6        À l’appui de son opposition, SAT. 1 invoquait le risque de confusion, au sens de l’article 8, paragraphe 1, sous b), du règlement n° 40/94 [devenu article 8, paragraphe 1, sous b), du règlement n° 207/2009], entre les marques R.U.N. et ran concernant les produits et les services des classes 9, 35, 38, 41 et 42 couverts par les marques antérieures et visait les services couverts par la demande de la requérante, tels qu’énoncés au point 3 ci-dessus.

7        Par décision du 27 juillet 2006, la division d’opposition de l’Office de l’harmonisation dans le marché intérieur (marques, dessins et modèles) (OHMI) a rejeté l’opposition. Considérant que les signes étaient différents sur les plans visuel, phonétique et conceptuel, elle a conclu qu’il n’existait aucun risque de confusion, au sens de l’article 8, paragraphe 1, sous b), du règlement n° 40/94.

8        Le 26 septembre 2006, l’opposante a formé un recours devant l’OHMI contre cette décision.

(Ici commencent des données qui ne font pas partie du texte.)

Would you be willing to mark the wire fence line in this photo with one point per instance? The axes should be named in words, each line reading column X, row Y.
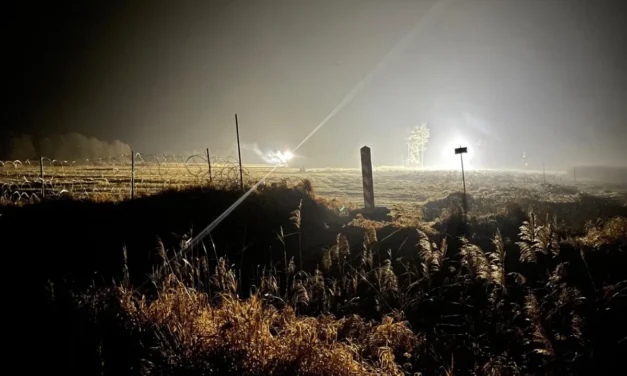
column 31, row 180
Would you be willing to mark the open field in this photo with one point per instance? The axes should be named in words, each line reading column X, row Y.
column 111, row 180
column 531, row 280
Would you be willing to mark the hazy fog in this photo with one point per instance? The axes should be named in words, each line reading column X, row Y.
column 503, row 77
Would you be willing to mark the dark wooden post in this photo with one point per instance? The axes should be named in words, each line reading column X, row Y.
column 239, row 154
column 461, row 150
column 366, row 175
column 132, row 174
column 41, row 176
column 209, row 164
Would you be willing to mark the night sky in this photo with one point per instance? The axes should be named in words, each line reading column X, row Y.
column 547, row 77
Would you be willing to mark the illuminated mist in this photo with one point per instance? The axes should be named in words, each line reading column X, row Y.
column 500, row 77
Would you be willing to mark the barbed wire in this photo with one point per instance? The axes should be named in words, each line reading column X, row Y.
column 21, row 180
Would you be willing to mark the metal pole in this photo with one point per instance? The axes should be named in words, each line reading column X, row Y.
column 366, row 175
column 239, row 154
column 132, row 174
column 41, row 176
column 461, row 158
column 209, row 165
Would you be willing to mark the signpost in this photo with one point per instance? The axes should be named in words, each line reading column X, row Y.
column 461, row 150
column 239, row 154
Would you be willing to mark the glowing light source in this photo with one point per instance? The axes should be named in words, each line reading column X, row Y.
column 278, row 157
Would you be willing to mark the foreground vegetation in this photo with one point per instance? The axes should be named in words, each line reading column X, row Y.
column 527, row 287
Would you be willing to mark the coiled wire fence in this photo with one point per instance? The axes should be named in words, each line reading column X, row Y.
column 110, row 178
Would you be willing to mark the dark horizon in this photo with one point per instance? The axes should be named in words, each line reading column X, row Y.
column 546, row 78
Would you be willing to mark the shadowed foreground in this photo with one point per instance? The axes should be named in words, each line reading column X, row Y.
column 528, row 288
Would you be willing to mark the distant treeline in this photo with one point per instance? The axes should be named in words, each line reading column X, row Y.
column 64, row 146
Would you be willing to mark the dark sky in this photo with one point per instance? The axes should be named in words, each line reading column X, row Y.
column 547, row 77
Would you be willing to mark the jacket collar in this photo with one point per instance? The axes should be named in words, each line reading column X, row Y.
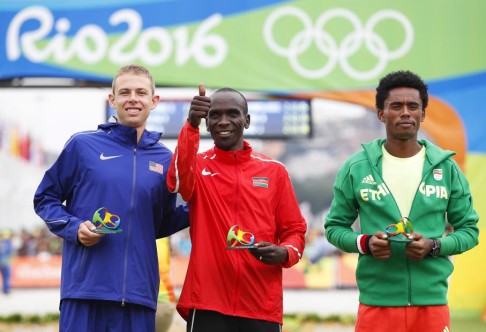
column 234, row 156
column 434, row 154
column 128, row 135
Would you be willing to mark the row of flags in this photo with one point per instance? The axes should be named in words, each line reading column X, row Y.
column 19, row 143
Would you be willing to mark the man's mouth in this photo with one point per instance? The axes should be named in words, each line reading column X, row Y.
column 133, row 111
column 224, row 133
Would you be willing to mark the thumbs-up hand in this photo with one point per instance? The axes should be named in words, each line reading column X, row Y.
column 199, row 107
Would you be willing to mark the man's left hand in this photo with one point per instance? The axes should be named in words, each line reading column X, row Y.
column 269, row 253
column 419, row 248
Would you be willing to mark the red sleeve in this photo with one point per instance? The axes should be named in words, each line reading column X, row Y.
column 291, row 224
column 181, row 178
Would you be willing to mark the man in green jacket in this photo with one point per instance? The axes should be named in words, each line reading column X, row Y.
column 405, row 191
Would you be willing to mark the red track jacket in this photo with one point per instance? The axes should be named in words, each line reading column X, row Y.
column 226, row 188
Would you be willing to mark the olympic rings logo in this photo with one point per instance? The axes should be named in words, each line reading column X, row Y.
column 338, row 53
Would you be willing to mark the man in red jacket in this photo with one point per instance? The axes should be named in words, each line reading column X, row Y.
column 226, row 186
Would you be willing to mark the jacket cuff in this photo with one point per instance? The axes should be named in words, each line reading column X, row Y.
column 363, row 244
column 294, row 256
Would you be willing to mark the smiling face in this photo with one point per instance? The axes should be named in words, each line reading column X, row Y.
column 133, row 99
column 402, row 114
column 227, row 118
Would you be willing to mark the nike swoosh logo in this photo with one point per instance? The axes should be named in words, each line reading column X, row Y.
column 205, row 173
column 103, row 157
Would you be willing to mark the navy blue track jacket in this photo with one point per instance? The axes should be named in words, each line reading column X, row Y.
column 106, row 168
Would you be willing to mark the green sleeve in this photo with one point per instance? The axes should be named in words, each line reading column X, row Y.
column 343, row 214
column 461, row 215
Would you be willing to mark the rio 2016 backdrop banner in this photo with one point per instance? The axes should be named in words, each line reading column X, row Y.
column 311, row 49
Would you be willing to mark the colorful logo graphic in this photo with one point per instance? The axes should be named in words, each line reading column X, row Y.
column 401, row 231
column 238, row 239
column 106, row 222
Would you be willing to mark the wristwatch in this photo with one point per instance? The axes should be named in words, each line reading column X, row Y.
column 436, row 248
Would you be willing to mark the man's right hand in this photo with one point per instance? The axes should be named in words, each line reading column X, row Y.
column 199, row 107
column 85, row 236
column 380, row 246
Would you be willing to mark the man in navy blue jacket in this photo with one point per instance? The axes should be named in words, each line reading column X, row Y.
column 115, row 176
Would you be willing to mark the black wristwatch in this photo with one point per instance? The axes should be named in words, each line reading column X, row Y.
column 436, row 248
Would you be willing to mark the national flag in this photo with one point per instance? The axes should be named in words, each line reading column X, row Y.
column 154, row 167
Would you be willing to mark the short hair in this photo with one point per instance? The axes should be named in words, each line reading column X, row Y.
column 245, row 103
column 136, row 70
column 400, row 79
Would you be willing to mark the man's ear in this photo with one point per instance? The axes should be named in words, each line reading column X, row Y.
column 111, row 100
column 247, row 124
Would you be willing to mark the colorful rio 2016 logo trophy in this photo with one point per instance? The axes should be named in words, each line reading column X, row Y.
column 238, row 239
column 401, row 231
column 106, row 222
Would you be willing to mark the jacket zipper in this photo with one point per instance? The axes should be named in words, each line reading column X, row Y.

9        Par décision du 22 octobre 2007 (ci-après la « décision attaquée »), la quatrième chambre de recours de l’OHMI a partiellement accueilli le recours, au motif qu’un risque de confusion existait en raison de la similarité entre les signes et de l’identité ou de la similitude entre les services en cause de la classe 38, à savoir, pour la marque demandée, la « fourniture de services de transmission de données sur un réseau » et, pour les marques antérieures, la « transmission et diffusion de programmes radio et télévisés, incluant la transmission par câble, communications par satellite et autres moyens techniques similaires, transmission de sons ou d’images par satellite, collecte et fourniture d’informations, fourniture d’informations de presse et d’autres informations non destinées à la publicité », ainsi qu’entre les services de « programmation et de production de logiciels » de la classe 42 et les produits suivants de la classe 9 : « programmes informatiques stockés sur des bandes, cassettes, cartouches et modules, disques, films, cartes perforées, bande perforée et mémoires à semi-conducteurs ; supports de données électroniques ». Elle a, par conséquent, annulé la décision de la division d’opposition en ce qu’elle avait rejeté l’opposition quant à la « fourniture de services de transmission de données sur un réseau », relevant de la classe 38, et à la « programmation et production de logiciels », relevant de la classe 42. Elle a rejeté la demande de marque R.U.N. pour ces services et rejeté le recours de l’opposante concernant les autres services.

 Conclusions des parties

10      La requérante conclut à ce qu’il plaise au Tribunal :

–        à titre principal, annuler la décision attaquée, en ce qu’elle a accueilli l’opposition ;

–        à titre subsidiaire, annuler la décision attaquée, en ce qu’elle a considéré comme fondée l’opposition concernant les services de la classe 38 visés par la marque demandée ;

–        rejeter, en tout état de cause, tout recours éventuel futur ou demande contraire en confirmant à cet effet les parties de la décision attaquée ne faisant pas l’objet du présent recours ;

–        condamner l’OHMI aux dépens.

11      L’OHMI conclut à ce qu’il plaise au Tribunal :

–         rejeter le recours ;

–        condamner la requérante aux dépens.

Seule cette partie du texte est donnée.